Splunk Dev

Split data from different hosts comming from syslog to various index

lakromani
Builder

We have today a 250GB/day Splunk Enterprice lisens and are growing.

Every system that uses UF agents are easy to handle and gets their data inn to various inexes.
Problem is Syslog data. Today its a big mess and I need help to sort they inn to different indexes and not just a big syslog iindex.

As example. We have four types of system (have many more)
Cisco switch
Cisco routers
VmWare esxi server
Cisco ISE servers.

All send their Syslog data to one sentral rsyslog server.
Splunk reads the file of this server and gets data inn to syslog index.

I see tree ways of sorting these.

  1. use tag. (I can on cisco switch/router use logging origin-id and set a unique tag)
  2. use subnet, if alldevices in this net is same type
  3. use IP (white list)

I will use one app for each type of system

How do I configure these app so that it move data to correct index (cisco switch, cisco router, esxi, ISE etc)?
What is the correct settings in props.conf transform.conf (other files)?
I know how to set different source type, but I need them inn to different indexes.

Can it be done?

Tags (1)
0 Karma

FrankVl
Ultra Champion

If you already have it coming in to an rsyslog daemon, I would strongly suggest to use that to do the structuring.

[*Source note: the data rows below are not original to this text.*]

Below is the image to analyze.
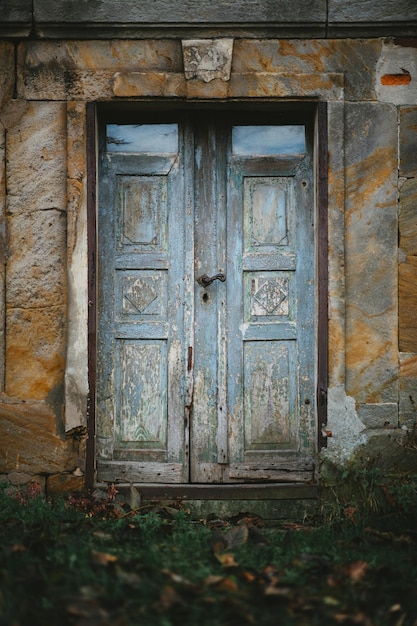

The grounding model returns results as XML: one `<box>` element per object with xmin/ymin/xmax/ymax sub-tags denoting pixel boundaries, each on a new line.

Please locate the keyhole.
<box><xmin>202</xmin><ymin>292</ymin><xmax>209</xmax><ymax>303</ymax></box>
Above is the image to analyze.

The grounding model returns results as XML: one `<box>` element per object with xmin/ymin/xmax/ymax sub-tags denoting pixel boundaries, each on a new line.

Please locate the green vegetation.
<box><xmin>1</xmin><ymin>477</ymin><xmax>417</xmax><ymax>626</ymax></box>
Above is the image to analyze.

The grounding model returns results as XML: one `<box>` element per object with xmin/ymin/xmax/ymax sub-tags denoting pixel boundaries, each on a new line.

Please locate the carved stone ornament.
<box><xmin>182</xmin><ymin>39</ymin><xmax>234</xmax><ymax>83</ymax></box>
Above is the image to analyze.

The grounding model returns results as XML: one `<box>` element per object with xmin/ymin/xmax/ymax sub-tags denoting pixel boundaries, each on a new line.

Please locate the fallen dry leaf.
<box><xmin>205</xmin><ymin>575</ymin><xmax>225</xmax><ymax>586</ymax></box>
<box><xmin>204</xmin><ymin>576</ymin><xmax>239</xmax><ymax>592</ymax></box>
<box><xmin>11</xmin><ymin>544</ymin><xmax>26</xmax><ymax>552</ymax></box>
<box><xmin>215</xmin><ymin>552</ymin><xmax>239</xmax><ymax>567</ymax></box>
<box><xmin>343</xmin><ymin>560</ymin><xmax>369</xmax><ymax>583</ymax></box>
<box><xmin>115</xmin><ymin>566</ymin><xmax>142</xmax><ymax>588</ymax></box>
<box><xmin>343</xmin><ymin>506</ymin><xmax>358</xmax><ymax>522</ymax></box>
<box><xmin>92</xmin><ymin>530</ymin><xmax>112</xmax><ymax>541</ymax></box>
<box><xmin>365</xmin><ymin>527</ymin><xmax>413</xmax><ymax>544</ymax></box>
<box><xmin>162</xmin><ymin>569</ymin><xmax>195</xmax><ymax>588</ymax></box>
<box><xmin>79</xmin><ymin>584</ymin><xmax>105</xmax><ymax>599</ymax></box>
<box><xmin>241</xmin><ymin>570</ymin><xmax>257</xmax><ymax>583</ymax></box>
<box><xmin>129</xmin><ymin>485</ymin><xmax>141</xmax><ymax>510</ymax></box>
<box><xmin>91</xmin><ymin>550</ymin><xmax>118</xmax><ymax>565</ymax></box>
<box><xmin>224</xmin><ymin>523</ymin><xmax>249</xmax><ymax>549</ymax></box>
<box><xmin>212</xmin><ymin>524</ymin><xmax>248</xmax><ymax>555</ymax></box>
<box><xmin>381</xmin><ymin>483</ymin><xmax>397</xmax><ymax>508</ymax></box>
<box><xmin>216</xmin><ymin>577</ymin><xmax>239</xmax><ymax>592</ymax></box>
<box><xmin>264</xmin><ymin>584</ymin><xmax>293</xmax><ymax>597</ymax></box>
<box><xmin>66</xmin><ymin>597</ymin><xmax>109</xmax><ymax>621</ymax></box>
<box><xmin>159</xmin><ymin>585</ymin><xmax>182</xmax><ymax>609</ymax></box>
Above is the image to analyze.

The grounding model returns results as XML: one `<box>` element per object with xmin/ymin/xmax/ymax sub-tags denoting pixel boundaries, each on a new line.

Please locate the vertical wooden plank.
<box><xmin>96</xmin><ymin>134</ymin><xmax>117</xmax><ymax>464</ymax></box>
<box><xmin>192</xmin><ymin>121</ymin><xmax>219</xmax><ymax>481</ymax></box>
<box><xmin>294</xmin><ymin>128</ymin><xmax>316</xmax><ymax>457</ymax></box>
<box><xmin>183</xmin><ymin>119</ymin><xmax>194</xmax><ymax>479</ymax></box>
<box><xmin>226</xmin><ymin>148</ymin><xmax>245</xmax><ymax>467</ymax></box>
<box><xmin>191</xmin><ymin>119</ymin><xmax>227</xmax><ymax>481</ymax></box>
<box><xmin>317</xmin><ymin>102</ymin><xmax>329</xmax><ymax>448</ymax></box>
<box><xmin>66</xmin><ymin>101</ymin><xmax>89</xmax><ymax>432</ymax></box>
<box><xmin>86</xmin><ymin>101</ymin><xmax>97</xmax><ymax>488</ymax></box>
<box><xmin>166</xmin><ymin>123</ymin><xmax>187</xmax><ymax>474</ymax></box>
<box><xmin>216</xmin><ymin>122</ymin><xmax>228</xmax><ymax>465</ymax></box>
<box><xmin>0</xmin><ymin>124</ymin><xmax>5</xmax><ymax>392</ymax></box>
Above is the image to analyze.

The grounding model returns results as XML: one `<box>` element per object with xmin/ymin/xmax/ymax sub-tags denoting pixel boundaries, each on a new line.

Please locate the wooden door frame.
<box><xmin>86</xmin><ymin>101</ymin><xmax>328</xmax><ymax>494</ymax></box>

Create separate dynamic file templates and filtered output actions for different types of sources (based on whatever syslog property or message regex that can help distinguish) using a structure like this (replacing with a specific value for each template you define:

/opt/rsyslog/logs-%$myhostname%/<system-type>/%hostname%/%$YEAR%-%$MONTH%-%$DAY% %$HOUR%:00.log

e.g.

/opt/rsyslog/logs-%$myhostname%/cisco-ise/%hostname%/%$YEAR%-%$MONTH%-%$DAY% %$HOUR%:00.log

%$myhostname% puts the hostname of the syslog server in the path, so this can be found in the source value later in Splunk. Can be useful if you have similar data flowing through multiple syslog servers (e.g. regionally, or a few behind a loadbalancer) and you need to know which specific server the data came through for debugging.

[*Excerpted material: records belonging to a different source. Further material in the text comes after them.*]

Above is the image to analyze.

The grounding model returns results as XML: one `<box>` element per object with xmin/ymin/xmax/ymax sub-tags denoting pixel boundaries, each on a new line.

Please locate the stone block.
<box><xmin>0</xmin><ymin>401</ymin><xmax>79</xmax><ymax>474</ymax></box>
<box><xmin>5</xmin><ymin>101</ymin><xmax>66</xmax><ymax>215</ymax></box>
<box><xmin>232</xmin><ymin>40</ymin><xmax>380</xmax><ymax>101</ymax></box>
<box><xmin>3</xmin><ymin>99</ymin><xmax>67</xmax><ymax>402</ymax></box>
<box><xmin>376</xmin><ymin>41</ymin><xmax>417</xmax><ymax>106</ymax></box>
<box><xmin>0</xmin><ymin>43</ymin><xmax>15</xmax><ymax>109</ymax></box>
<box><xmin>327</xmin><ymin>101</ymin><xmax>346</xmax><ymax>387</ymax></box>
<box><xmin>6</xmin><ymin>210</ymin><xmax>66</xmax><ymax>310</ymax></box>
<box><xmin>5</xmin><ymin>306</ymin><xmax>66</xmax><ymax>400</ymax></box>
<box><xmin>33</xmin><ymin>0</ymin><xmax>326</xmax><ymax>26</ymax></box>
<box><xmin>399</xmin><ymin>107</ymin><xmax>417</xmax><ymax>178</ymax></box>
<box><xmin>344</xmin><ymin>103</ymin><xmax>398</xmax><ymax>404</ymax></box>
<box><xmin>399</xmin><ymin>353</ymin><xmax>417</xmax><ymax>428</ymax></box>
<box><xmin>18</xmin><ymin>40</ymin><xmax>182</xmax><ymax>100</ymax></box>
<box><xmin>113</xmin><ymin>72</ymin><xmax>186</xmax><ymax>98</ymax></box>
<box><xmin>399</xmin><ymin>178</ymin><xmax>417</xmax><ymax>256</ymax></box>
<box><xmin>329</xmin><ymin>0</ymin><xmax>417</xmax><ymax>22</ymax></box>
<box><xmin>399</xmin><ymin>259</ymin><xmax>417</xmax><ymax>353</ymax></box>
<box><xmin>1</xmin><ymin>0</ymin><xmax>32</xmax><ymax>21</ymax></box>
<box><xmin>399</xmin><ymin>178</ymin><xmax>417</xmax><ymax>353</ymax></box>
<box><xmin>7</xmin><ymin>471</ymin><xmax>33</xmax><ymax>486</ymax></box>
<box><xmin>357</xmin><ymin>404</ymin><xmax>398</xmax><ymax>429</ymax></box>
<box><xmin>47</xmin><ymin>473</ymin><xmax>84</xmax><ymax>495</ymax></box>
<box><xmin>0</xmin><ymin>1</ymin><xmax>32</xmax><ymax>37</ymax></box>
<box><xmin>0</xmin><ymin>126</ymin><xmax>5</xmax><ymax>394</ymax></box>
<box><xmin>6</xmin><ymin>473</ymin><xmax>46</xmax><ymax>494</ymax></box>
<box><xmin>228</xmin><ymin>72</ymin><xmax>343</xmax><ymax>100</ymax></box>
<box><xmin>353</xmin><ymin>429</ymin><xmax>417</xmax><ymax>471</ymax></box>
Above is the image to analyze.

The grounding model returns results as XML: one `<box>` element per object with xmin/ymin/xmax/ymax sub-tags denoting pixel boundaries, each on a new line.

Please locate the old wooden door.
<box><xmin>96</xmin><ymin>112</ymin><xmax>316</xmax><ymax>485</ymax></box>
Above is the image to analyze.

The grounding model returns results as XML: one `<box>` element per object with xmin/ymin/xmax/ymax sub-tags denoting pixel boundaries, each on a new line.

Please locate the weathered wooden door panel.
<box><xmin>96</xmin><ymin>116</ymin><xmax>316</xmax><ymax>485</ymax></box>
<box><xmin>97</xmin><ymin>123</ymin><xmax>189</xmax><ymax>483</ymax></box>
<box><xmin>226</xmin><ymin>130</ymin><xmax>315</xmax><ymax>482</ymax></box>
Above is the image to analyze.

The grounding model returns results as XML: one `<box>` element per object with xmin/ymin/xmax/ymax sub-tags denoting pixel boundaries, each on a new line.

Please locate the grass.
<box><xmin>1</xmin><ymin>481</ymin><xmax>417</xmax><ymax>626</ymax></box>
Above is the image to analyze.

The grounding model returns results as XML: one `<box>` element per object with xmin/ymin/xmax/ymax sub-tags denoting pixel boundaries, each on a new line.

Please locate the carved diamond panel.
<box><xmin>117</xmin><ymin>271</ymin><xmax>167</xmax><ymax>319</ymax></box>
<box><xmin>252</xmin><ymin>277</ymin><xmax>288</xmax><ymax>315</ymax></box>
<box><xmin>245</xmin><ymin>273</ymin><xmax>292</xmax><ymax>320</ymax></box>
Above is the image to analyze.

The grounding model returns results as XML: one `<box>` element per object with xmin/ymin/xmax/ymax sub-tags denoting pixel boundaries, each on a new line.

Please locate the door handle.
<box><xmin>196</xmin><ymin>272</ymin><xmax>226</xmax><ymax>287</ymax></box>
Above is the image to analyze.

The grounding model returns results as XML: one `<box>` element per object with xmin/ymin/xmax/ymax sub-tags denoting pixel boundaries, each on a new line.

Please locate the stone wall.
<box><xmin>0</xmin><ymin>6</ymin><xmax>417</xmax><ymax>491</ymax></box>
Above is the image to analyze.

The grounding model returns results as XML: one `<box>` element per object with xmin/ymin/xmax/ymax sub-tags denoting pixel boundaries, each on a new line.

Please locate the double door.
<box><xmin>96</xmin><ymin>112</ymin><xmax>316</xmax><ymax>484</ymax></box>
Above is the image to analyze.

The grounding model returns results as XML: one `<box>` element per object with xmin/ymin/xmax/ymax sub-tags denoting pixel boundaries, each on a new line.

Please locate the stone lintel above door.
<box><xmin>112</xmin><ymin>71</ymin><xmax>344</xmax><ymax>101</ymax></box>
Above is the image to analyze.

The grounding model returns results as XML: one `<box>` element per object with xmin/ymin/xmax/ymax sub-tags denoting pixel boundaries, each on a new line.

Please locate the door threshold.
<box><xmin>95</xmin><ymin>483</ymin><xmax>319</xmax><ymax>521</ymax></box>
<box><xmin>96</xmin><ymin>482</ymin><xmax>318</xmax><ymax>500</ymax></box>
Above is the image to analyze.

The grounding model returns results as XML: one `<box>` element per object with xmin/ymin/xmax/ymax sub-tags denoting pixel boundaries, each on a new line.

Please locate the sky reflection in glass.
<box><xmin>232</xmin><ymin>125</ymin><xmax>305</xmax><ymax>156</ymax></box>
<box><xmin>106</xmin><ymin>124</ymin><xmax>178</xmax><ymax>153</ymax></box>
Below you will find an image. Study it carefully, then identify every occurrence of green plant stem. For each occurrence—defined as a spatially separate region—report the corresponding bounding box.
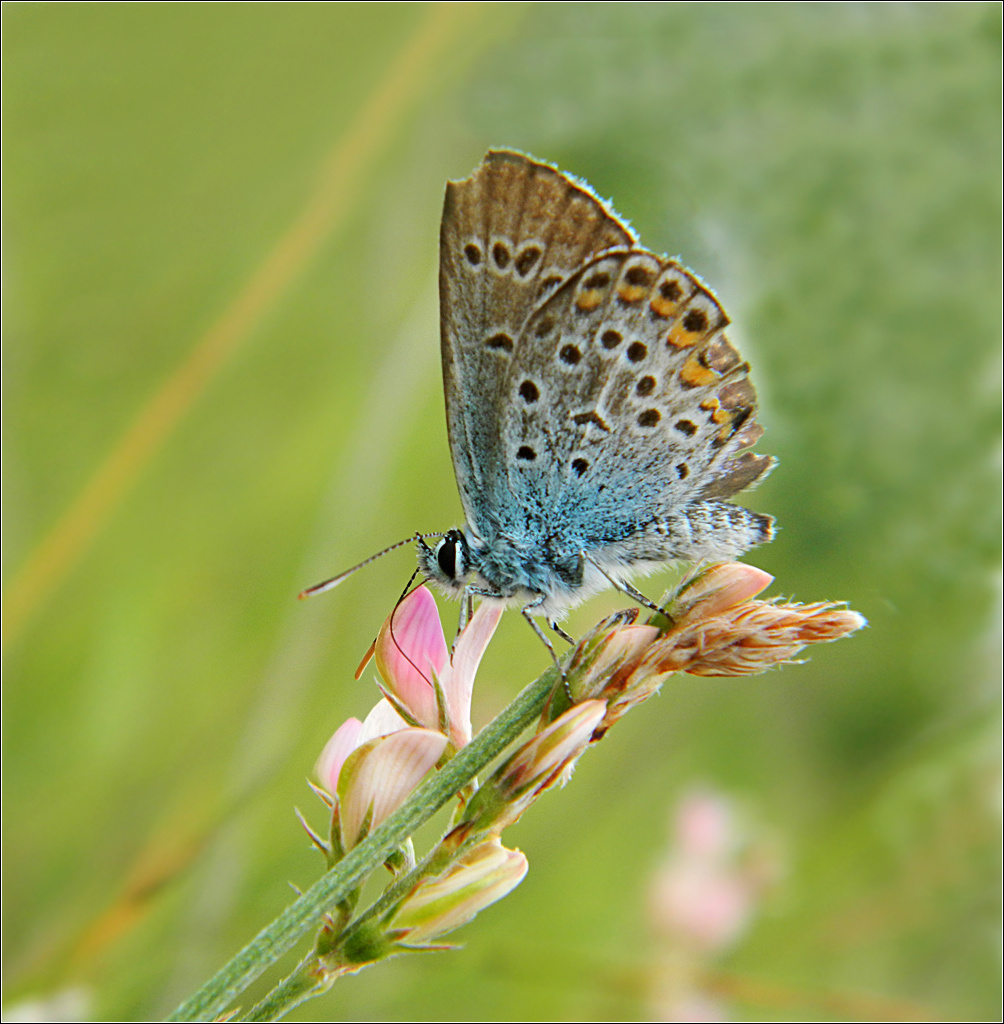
[168,663,559,1023]
[241,954,333,1023]
[240,822,484,1021]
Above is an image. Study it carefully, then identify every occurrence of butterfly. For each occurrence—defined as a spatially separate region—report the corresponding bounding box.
[305,151,774,656]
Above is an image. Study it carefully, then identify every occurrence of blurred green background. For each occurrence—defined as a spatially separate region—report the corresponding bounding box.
[3,3,999,1020]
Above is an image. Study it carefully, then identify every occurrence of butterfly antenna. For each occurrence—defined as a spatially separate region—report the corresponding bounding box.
[353,568,426,681]
[298,533,443,599]
[394,568,424,609]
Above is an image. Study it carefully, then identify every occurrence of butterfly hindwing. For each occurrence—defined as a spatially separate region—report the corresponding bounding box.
[497,249,774,553]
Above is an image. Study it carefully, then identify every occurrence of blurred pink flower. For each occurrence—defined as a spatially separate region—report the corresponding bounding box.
[674,789,734,860]
[646,788,783,1021]
[651,856,756,951]
[649,789,776,953]
[658,991,727,1023]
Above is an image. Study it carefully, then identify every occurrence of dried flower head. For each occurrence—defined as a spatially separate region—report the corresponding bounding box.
[555,562,865,733]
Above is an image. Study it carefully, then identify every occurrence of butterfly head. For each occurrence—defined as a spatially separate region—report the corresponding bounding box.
[417,529,475,597]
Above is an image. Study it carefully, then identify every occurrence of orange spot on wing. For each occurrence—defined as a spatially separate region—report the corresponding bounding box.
[650,294,681,318]
[699,395,730,423]
[666,324,700,349]
[575,290,604,312]
[617,283,646,303]
[679,353,719,388]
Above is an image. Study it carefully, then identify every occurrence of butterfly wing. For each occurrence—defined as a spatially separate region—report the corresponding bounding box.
[439,151,636,535]
[497,247,775,564]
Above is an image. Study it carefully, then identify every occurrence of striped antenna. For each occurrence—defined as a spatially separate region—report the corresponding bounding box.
[298,532,443,599]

%hostname% puts logs for each source device into a separate folder (which you can then use with the host_segment setting in inputs.conf to populate the host field). Depending on whether the events contain a proper hostname, you might need to use %fromhost% or %fromhost-ip% instead. Be careful with fromhost as it relies on revdns. With older (v5) rsyslog versions, this results in 1 dns request for each incoming UDP packet.

%$YEAR%-%$MONTH%-%$DAY% %$HOUR%:00.log creates a new file each hour. This removes the need to run separate log rotation jobs and again makes debugging easier (you still want to run some script that removes / compresses older files periodically).

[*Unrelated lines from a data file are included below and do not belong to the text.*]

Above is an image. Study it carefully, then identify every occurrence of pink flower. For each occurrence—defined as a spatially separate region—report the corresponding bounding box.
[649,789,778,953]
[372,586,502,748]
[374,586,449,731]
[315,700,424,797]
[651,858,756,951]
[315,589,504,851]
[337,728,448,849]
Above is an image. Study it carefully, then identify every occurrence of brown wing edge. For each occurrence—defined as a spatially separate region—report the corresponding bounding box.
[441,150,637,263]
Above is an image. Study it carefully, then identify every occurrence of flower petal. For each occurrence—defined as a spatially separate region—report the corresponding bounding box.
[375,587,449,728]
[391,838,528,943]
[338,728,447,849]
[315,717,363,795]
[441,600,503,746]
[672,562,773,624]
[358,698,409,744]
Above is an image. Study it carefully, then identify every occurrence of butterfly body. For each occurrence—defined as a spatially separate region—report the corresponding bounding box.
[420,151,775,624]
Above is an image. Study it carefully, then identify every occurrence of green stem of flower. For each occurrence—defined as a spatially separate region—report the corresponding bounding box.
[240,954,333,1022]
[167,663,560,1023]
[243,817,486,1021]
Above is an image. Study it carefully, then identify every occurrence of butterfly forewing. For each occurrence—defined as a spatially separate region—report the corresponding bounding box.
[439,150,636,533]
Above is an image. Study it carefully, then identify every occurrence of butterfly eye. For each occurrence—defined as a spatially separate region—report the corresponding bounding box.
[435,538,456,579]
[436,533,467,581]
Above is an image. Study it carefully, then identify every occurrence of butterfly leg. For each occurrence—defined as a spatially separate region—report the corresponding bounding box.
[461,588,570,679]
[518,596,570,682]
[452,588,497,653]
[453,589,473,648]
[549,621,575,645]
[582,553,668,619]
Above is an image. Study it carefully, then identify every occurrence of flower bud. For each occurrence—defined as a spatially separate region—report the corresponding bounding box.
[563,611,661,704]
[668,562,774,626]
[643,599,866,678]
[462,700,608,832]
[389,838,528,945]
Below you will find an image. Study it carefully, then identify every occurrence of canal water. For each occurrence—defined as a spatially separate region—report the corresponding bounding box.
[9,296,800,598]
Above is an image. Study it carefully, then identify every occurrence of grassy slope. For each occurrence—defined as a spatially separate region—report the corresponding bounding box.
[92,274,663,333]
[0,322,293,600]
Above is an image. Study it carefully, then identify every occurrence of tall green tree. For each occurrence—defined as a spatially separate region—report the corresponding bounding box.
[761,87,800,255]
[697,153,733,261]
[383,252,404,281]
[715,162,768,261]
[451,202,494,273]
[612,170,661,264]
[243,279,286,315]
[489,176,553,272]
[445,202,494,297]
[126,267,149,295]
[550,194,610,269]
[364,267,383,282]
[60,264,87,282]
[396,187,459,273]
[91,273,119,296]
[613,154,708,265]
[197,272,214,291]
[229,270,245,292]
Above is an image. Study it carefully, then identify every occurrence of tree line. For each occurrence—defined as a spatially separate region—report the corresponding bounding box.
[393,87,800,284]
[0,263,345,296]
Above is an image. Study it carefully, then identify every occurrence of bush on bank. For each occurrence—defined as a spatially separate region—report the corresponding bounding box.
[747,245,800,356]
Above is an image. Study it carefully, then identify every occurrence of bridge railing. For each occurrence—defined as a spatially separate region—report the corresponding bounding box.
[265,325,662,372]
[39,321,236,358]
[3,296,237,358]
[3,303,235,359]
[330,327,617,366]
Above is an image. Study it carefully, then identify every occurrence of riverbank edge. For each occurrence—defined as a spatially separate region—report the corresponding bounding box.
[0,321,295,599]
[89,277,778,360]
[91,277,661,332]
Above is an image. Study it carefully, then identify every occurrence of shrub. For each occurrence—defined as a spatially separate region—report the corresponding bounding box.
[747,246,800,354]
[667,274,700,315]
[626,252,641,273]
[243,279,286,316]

This way, you can simply write separate inputs.conf stanzas with specific sourcetype and index settings for each data feed's own specific sub-folder.

Personally I prefer to strive for separating the incoming data types on the network level already, by having different data source types send to different ports (or different virtual IPs if port is not configurable). That way it becomes real easy to let rsyslog write different types, to different folders, by defining separate UDP/TCP listeners, each bound to their own specific ruleset.